The two main modifications required beyond the classification extension are:
1. Data Submission by Participants (Arguments):
Consumers (or potentially any participant) must be able to supply data to the network, which will then classify each point as anomalous or not. This requires an additional step before the “inference submission window,” where each interested consumer submits a list of data points. While the data type of these points should be fixed in the topic definition, the network itself does not interpret or process them beyond passing them on to participants. This flexibility allows for a wide range of anomaly detection applications.
2. Loss Functions Without a Fixed Ground Truth:
Many anomaly detection tasks do have a well-defined ground truth, but it is often unavailable in a timely manner. Other tasks may be inherently subjective or loosely defined, making it difficult to establish an agreed-upon ground truth at all.
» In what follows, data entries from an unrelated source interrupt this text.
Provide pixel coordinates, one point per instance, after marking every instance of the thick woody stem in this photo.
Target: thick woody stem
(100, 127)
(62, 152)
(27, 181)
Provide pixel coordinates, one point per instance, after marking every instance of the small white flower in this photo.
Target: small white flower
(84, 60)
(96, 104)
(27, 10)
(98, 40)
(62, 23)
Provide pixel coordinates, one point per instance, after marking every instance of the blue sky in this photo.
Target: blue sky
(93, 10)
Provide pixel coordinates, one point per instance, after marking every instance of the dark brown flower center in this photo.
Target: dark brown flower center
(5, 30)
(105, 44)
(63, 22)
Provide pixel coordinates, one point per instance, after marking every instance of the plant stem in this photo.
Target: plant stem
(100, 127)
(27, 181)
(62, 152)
As a result, we need an alternative approach to assigning losses (and thus scores and regrets) to inferences.
One straightforward method is to have reputers collectively determine a ground truth and incentivize them based on consensus. This is what regression type topics already do, so it would require no modification to the network. However, consensus-based approaches can struggle when participants have too much freedom in their assessments—similar to how optimization algorithms (e.g., gradient descent) perform better when initialized near an optimal solution.
Alternatively, we could eliminate reputers entirely and allow topics to define an objective loss function that directly evaluates inferences. In this model, inference workers still provide value, as identifying the minimizer of a loss function can be computationally challenging—this is even more true in clustering tasks, which share similarities with anomaly detection. However, for most topics, this approach is highly susceptible to overfitting: designing a loss function that aligns well with the intended goal is a significant challenge.
We propose a hybrid approach that balances both methods:
- The topic defines an objective loss function with one or more adjustable parameters.
- Reputers engage in a consensus game to determine the optimal values for these parameters in each epoch.
This approach reduces the degrees of freedom in the consensus process, improving convergence while still allowing for adaptability. Compared to a fixed loss function, it introduces some level of uncertainty for inference workers, discouraging overfitting to a static loss metric.